The building’s staggering height and its bulk are not the community’s only concern. With no clear plans for amenities for the neighborhood — aside from the open plaza — C.B. 1 leaders and local politicians have stepped in to negotiate a development that is more appealing to the densely populated neighborhood.
“We have lots of people in this neighborhood that need services and we haven’t been able to create anything for them, no schools, no parks, nothing,” said Paul Goldstein, C.B. 1’s district manager. Goldstein is hoping to set aside 50,000 square feet of space in the new building for a community center for the neighborhood, one with a gym and swimming pool.
In the current plan, Pace University will occupy 330,000 square feet, or about one-third of the tower. In its portion of the building, Pace will house dormitories, a business school and offices, an art gallery and community space for the public. The rest of the building will be devoted to a 25,000-square-foot outpatient facility for N.Y.U. Downtown Hospital, and rental and condo apartments.
The building’s height, he said, is of less concern than its lack of community services. “This huge building is going to go up without anything for the community,” Goldstein said. “It’s a big pill to swallow.”
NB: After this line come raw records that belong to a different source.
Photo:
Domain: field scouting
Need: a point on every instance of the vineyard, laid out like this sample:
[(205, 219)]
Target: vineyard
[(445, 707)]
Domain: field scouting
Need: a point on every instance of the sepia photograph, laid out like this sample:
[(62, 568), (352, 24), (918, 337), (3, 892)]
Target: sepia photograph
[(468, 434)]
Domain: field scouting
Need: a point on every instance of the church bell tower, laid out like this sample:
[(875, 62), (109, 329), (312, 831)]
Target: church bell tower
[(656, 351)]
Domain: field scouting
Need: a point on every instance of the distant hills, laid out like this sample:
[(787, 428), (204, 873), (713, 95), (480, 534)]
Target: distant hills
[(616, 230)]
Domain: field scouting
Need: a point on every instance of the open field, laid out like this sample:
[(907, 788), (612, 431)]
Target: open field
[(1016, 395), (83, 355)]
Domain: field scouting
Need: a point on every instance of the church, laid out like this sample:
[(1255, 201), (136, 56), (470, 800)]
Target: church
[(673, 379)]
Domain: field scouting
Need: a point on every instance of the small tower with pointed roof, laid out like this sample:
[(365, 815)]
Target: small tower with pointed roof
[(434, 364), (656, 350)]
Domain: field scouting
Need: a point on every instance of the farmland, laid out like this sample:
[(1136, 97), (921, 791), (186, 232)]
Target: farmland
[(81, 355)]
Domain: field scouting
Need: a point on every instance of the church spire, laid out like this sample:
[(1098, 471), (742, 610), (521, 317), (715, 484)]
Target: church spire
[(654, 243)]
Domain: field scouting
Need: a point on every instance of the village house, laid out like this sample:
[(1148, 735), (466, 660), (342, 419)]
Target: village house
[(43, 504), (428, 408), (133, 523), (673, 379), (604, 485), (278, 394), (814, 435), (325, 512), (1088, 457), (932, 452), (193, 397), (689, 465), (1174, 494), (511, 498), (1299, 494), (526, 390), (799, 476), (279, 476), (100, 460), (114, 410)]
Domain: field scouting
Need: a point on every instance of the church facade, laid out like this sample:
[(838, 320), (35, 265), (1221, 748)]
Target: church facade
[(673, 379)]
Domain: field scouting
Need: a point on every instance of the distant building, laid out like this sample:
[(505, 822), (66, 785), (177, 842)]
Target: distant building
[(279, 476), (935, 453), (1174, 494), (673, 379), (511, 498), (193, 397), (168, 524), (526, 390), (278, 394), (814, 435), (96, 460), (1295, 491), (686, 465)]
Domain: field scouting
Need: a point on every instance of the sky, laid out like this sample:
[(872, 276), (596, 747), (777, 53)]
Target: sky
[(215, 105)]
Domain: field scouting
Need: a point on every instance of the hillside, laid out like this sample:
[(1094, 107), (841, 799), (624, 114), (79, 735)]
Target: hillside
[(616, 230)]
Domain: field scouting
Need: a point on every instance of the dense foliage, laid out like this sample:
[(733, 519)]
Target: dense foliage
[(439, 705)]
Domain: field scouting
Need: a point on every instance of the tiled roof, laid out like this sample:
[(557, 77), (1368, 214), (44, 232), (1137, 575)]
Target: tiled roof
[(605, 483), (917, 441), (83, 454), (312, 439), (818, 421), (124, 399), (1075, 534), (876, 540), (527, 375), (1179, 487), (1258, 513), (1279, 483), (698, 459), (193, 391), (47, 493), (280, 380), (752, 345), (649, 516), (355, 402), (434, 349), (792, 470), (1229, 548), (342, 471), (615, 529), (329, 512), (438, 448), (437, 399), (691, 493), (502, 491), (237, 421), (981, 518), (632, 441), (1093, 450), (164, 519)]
The city acquired the site under eminent domain in 1964, and then sold it to what is now NYU Downtown Hospital in 1967, with strict height and land use restrictions. When the statue of limitations on the parcel expired in April, Forest City Enterprises began negotiations to purchase the property from the money-strapped hospital.
The project will be partially financed by $243 million in commercial Liberty Bonds for the construction of the lower 24 floors of the tower for Pace University and NYU Downtown Hospital.
“Public funds were used to condemn a property for public use, at least a piece of it needs to go back to public use,” said C.B. 1 chairperson Madelyn Wils at the board meeting.
City Councilmember Alan Gerson may file a lawsuit against Forest City Enterprises on behalf of the City Council to insure the community’s needs are met. “You’re talking about building the largest building in Lower Manhattan and that requires a thorough review,” Gerson told Downtown Express. “We can’t just have such a mammoth development without getting it right.”
The deadline for filing a lawsuit is Oct. 4, although Gerson is not convinced that a resolution will require legal action. “A lawsuit is always the last resort,” he said. “I hope over the next week or so we’ll be able to come up with an arrangement that meets the needs of the community.”
Forest City Enterprises did not comment.
At its Sept. 21 meeting, C. B. 1 passed a resolution supporting Gerson’s suit. “This 75-story building benefits Ratner,” said Wils. “Now Ratner needs to step up to the plate and see how he wants to deal with the community.”
I guess the community's gripes are pretty sound. I just hope that this doesn't result in a reduction in height.